Tuesday, October 18, 2011

Through my eyes






 
Through my eyes
by Ruby Bridges
c 1999, 63 p.
Reading Level 5+
Interest Level: Grades 3-6


At 6 years old in 1960, Ruby Bridges was thrust into the spotlight when she became the first black child to be integrated into a white school. Surrounded by federal marshals, Ruby and her mother had to walk past mobs of angry protesters who were shouting racial slurs at her as she entered the school. On her very first day, Ruby sat in the office and witnessed angry white parents removing their children from school because of Ruby’s presence. The remainder of the book details Ruby’s first year at William Frantz School in Louisiana.
This book gives us not only Ruby’s history, but also a good understanding of the politics of that time and climate in which all of this was occurring.

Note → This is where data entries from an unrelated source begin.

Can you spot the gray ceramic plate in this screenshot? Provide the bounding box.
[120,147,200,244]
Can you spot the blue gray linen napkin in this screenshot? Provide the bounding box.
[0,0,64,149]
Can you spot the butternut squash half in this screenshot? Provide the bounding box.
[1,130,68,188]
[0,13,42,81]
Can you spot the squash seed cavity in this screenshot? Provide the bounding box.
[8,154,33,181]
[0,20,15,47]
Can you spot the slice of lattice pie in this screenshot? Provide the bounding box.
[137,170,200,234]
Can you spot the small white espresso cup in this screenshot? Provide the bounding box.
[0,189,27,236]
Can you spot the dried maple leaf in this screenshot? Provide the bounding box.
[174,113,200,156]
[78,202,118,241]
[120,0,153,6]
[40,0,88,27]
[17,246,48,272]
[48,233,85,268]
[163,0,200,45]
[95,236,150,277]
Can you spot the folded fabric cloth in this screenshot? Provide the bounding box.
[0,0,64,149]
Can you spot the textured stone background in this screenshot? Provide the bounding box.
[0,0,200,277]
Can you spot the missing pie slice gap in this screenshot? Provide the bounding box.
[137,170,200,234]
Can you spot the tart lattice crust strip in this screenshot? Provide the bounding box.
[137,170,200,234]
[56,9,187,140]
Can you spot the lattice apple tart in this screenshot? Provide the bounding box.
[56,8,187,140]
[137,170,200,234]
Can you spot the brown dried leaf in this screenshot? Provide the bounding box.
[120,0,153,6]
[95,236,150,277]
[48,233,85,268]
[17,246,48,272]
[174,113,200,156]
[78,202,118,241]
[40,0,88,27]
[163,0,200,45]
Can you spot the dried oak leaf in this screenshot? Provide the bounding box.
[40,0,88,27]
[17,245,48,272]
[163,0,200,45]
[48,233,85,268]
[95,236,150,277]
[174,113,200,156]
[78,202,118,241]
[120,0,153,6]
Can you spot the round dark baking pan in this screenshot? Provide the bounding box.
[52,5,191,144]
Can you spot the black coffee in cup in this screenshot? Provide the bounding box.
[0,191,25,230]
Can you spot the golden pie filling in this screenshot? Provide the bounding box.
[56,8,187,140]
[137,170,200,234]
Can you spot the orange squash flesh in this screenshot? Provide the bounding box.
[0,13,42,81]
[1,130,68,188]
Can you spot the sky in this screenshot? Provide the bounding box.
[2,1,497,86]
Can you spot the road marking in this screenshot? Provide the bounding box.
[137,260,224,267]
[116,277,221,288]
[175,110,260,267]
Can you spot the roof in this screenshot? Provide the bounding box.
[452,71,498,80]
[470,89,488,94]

Background is given into the reasons for integration along with the people and groups fighting for it. We also learn about the segregationists’ and groups like the Cheerleaders and Ku Klux Klan who were part of that movement.
Quotes on the bottom of nearly every page coupled with vivid sepia toned photographs set the stage visually and the tone of this book is very like that of a child’s making this memoir a moving read. This book would be good for kids interested in the Civil Rights Movement. The material contained makes it useful for reports, but that use is limited because there is no index.